Features of a checking account
Fees:
- Checking accounts come with different types of fees, some of which can be waived. This is often achieved by meeting certain daily or monthly minimum balance requirements, or receiving a minimum monthly direct deposit amount.
- Make sure you understand what fees will be charged by your bank so that you can take steps to avoid them, if possible.
- Fees can include:
- monthly maintenance fees
- overdraft or insufficient-funds fees
- fees to use ATMs at certain other banks
- fees for wire transfers, money orders, and cashier’s checks
- foreign transaction fees
- fees for paper statements
- fees to open an account
- Some banks offer free or reduced-fee checking accounts for students while they are in school, in the hope that they will continue to use those banks upon graduation.
Interest:
- Many checking accounts pay interest, but the rates are typically lower than the rates on savings accounts.
- Online checking accounts usually have higher interest rates than traditional checking accounts, so it is a good idea to check this before opening an account.
Using a Checking Account:
- Even if you don’t use checks on a regular basis, it is still important to know how to write, endorse, deposit, and cash a check. (See “How to write a check, deposit a check, or cash a check.“)
- Checking accounts can be used for online bill payments, to automate monthly recurring bills, or to pay bills on an individual basis.
- Checking accounts can be used to transfer money to other people at the same bank or at other banks.
- Checks can be deposited by the account holder at an ATM, at the branch with a teller, or through the bank’s mobile app.
- Checking accounts can have limits on the amount of daily cash withdrawals that you can make from an ATM.
- Whether you use online banking or paper statements, you should review your checking-account statement every month to make sure that there are no unauthorized transactions and that everything looks correct.
- You also need to make sure that you always keep sufficient funds in your checking account to cover all pending checks and other withdrawals (especially those that are automated).
FDIC Insurance:
- The standard deposit insurance coverage for checking accounts at FDIC-insured banks is $250,000 per depositor, per FDIC-insured bank, per account ownership category.
- For a description of FDIC deposit account coverage, see How Are My Deposit Accounts Insured by the FDIC?
Features of a savings account
Interest:
- Interest rates on savings accounts can vary significantly from bank to bank, so do some comparison shopping before you open an account.
- Online savings accounts may offer higher interest rates than savings accounts from banks with a physical presence because the brick-and-mortar banks have more expenses to cover.
- The differences in interest rates can be significant, ranging from below 0.1% at some banks to over 2.0% for certain online accounts.
Rules and Limitations:
- Federal regulations limit the number of certain types of transfers and withdrawals from savings accounts to no more than six per calendar month or statement cycle.
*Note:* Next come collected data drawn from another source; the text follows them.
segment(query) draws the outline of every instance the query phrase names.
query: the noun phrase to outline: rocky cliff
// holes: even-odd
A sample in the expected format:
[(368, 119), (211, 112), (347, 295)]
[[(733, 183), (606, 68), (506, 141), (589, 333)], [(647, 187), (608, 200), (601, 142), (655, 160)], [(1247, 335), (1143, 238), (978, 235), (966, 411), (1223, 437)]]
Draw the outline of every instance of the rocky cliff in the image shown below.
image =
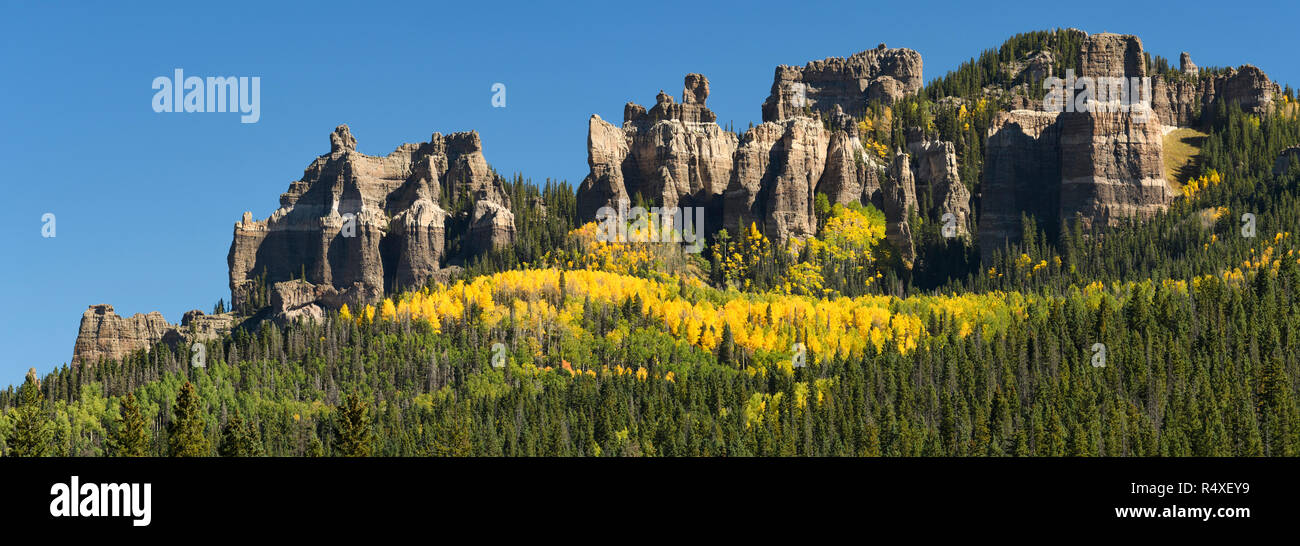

Therefore, make sure to read the fine print and know the rules that apply to your account.
- Some savings accounts have minimum balance requirements to avoid fees, so check the terms carefully.
Automate Your Savings:
- You can automate your savings by instructing your bank to transfer a set amount of money from your checking account to your savings account on a regular basis (weekly, monthly, bi-monthly, quarterly, etc.). Basically it’s a “set-it-and-forget-it” savings strategy. (See “How to set up automatic savings at your bank.“)
FDIC Insurance:
- The standard deposit insurance coverage for savings accounts at FDIC-insured banks is $250,000 per depositor, per FDIC-insured back, per account ownership category.
- For a description of FDIC deposit account coverage, see How Are My Deposit Accounts Insured by the FDIC?